Other Stocks for Dividend Creation
Altria (MO): A LEAPS contract, with a 0.80 delta, would cost roughly $10.50, or $1,050. We could reasonably sell $0.65, or $65, every 30 to 45 days for an annual premium of roughly $650.
Verizon (VZ): A LEAPS contract, with a 0.80 delta, would cost roughly $11.50, or $1,150. We could reasonably sell $0.60, or $60, every 30 to 45 days for an annual premium of roughly $600.
Walgreens Boots Alliance (WBA): A LEAPS contract, with a 0.80 delta, would cost roughly $11.60, or $1,160. We could reasonably sell $0.55, or $55, every 30 to 45 days for an annual premium of roughly $550.
United Parcel Service (UPS): A LEAPS contract, with a 0.80 delta, would cost roughly $57.00, or $5,700. We could reasonably sell $3.30, or $330, every 30 to 45 days for an annual premium of roughly $3,300.

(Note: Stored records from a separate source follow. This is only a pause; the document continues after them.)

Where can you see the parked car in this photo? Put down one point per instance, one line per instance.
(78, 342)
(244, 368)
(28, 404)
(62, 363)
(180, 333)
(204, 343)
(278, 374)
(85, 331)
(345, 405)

Starbucks (SBUX): A LEAPS contract, with a 0.80 delta, would cost roughly $29.00, or $2,900. We could reasonably sell $1.40, or $140, every 30 to 45 days for an annual premium of roughly $1,400.
If we tallied the initial cost of buying the one LEAPS contract in the five lowest stocks (MO, VZ, WBA, UPS, SBUX) on the chart, it would total $11,960. Just from the purchase of one LEAPS contract in each of the aforementioned stocks we earn could an annual “dividend” income from our options of roughly $6,500. That’s over half the initial cost of our LEAPS for an annual return of 54.3% in just premium, and the main reason why you should consider mixing in a few different options strategies into your overall investment approach.